Quedeme asombrado de ver cómo una mujer sin lecturas había comprendido tan admirablemente el gran problema de la educación. Encantado de su charla, yo no le decía nada, y sólo le indicaba mi aquiescencia con expresivas cabezadas, cerrando un poquito los ojos, hábito que he adquirido en clase cuando un alumno me contesta bien.

«Mi hijo -añadió la carnicera-, tiene y tendrá siempre con qué vivir. Aunque me esté mal el decirlo, yo soy rica. Las cosas claras; soy de tierra de Ciudad-Rodrigo. Por eso quiero que aprenda también a ser económico, arregladito, sin ser cicatero. No tengo a deshonra el pasar mi vida detrás de una tabla de carne. ¡Virgen! Pero no me gusta, amigo Manso, que mi hijo sea carnicero, ni tratante en ganados, ni nada que se roce con el cuerno, la cerda y la tripa. Tampoco me satisface que sea un vago, un pillastre, un cabeza vacía, uno de estos que después de salir de la Universidad no saben ni persignarse. Yo quiero que sepa de todo lo que debe saber un caballero que vive de sus rentas; yo quiero que no abra un palmo de boca cuando delante de él se hable de cosas de fundamento... Y véase por dónde me han deparado Dios y la Virgen del Carmen el profesor que necesito para mi pimpollo. Ese maestro, ese sabio, ese padrote, es usted, Sr. D. Máximo... No, no se haga usted el chiquitito ni me ponga los ojos en blanco... Para que todo venga bien, mi Manolo tiene por usted unas simpatías... Como se ponga a hablar de nuestro vecino, no acaba. Y yo le digo: 'pues haz por parecerte a él, hombre, aunque no sea más que de lejos...'. Ayer le dije: 'Te voy a poner a estudiar tres o cuatro horas todos los días en casa del amigo Manso', y se puso más contento... Le tengo matriculado en la Universidad; pero de cada ocho días, me falta siete a clase. Dice que le aburren los profesores y que le da sueño la cátedra. En fin, Sr. D. Máximo, usted me lo toma por su cuenta o perdemos las amistades. En cuanto a honorarios, usted es quien los ha de fijar... Bendito sea Dios que le trajo a usted a poner su nido en el tercero de mi casa... Lo que digo, amigo Manso, usted ha bajado del sétimo Cielo...».

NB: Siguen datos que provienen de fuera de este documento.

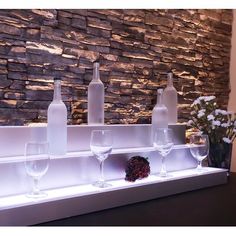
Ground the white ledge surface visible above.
[0,167,227,225]
[0,144,190,164]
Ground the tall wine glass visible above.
[153,128,174,177]
[25,142,50,198]
[190,134,209,171]
[90,130,113,188]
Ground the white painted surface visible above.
[228,10,236,172]
[0,167,227,226]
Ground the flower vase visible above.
[208,141,232,173]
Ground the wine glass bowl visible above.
[25,142,50,198]
[190,134,209,171]
[153,128,174,177]
[90,130,113,188]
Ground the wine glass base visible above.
[157,173,172,178]
[26,191,48,198]
[195,167,207,174]
[93,181,112,188]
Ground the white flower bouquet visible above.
[188,96,236,169]
[188,96,236,143]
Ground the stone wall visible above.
[0,10,232,125]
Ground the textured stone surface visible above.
[0,9,232,125]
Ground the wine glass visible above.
[90,130,113,188]
[153,128,174,177]
[190,134,209,171]
[25,142,50,198]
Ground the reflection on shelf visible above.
[0,167,226,211]
[0,144,190,164]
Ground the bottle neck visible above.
[53,80,61,101]
[157,90,163,105]
[93,62,100,81]
[167,73,173,87]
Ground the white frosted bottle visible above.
[47,79,67,156]
[88,62,104,125]
[151,89,168,140]
[163,73,178,124]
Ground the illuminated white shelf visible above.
[0,144,192,164]
[0,167,227,225]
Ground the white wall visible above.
[228,10,236,172]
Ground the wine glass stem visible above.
[33,178,40,193]
[197,161,202,170]
[160,156,166,176]
[99,161,104,182]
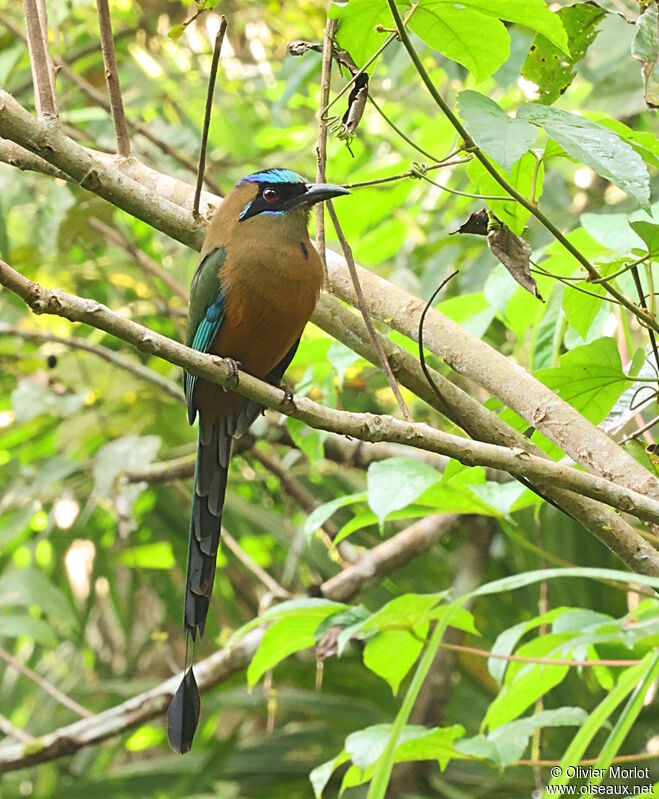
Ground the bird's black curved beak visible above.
[290,183,350,208]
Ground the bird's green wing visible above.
[183,247,226,424]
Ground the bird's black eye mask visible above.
[238,183,308,222]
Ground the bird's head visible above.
[227,169,350,227]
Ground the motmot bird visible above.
[168,169,350,752]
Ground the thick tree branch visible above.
[0,261,659,575]
[0,516,464,773]
[327,251,659,496]
[0,91,657,576]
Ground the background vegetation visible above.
[0,0,659,799]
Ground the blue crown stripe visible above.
[240,168,305,183]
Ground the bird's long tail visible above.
[167,414,232,754]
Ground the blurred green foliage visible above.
[0,0,659,799]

Mucho me agradó la confianza que en mí ponía la buena señora, y por lo agradable de la misión, así como por la honra que con ella me hacía, acepté. Resistime a tomar honorarios; pero doña Javiera opuso tal resistencia a mi generosidad, y se enojó tanto, que estuvo a punto de pegarme, y aun creo que me pegó algo. Todo quedó convenido aquel mismo día, y desde el siguiente empezaron las lecciones.